A praise of equal opportunities
The literally colorful Caribbean country is an advocate of diversity in the figurative sense also. They are committed to provide equal opportunities not only for women (a spectacular result of this drive is the female head of state, Laura Chinchilla Miranda), but also for other minorities, including black people. It helps improve economic growth, because if you don’t narrow down the pool of contestants on the starting line, you will be able to select the most ideal candidate for the job from a larger pool of people. It was this approach that gave the courage to Costa Rica to uniquely entrust a private agency to attract investors into the country.

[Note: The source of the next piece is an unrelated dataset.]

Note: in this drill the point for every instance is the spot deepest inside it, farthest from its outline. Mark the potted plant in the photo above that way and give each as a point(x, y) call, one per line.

It’s quite easy to find an analogy with the business sector, for enhancing diversity results in improving economic indicators. As an Ernst & Young study titled Groundbreakers reveals, when a company is managed by people of similar backgrounds, they tend to look at problems from the same perspective; they are less willing to consider options and tend to take more risk. So world leader companies increasingly pay attention to providing equal opportunities to everyone to unlock their potentials, regardless of sex, color, religion, culture, age, sexual orientation and other ”diversities.” And as the example of Costa Rica shows, this approach brings success outside the business sector also.
Do you know any other example how a country can manage to become successful?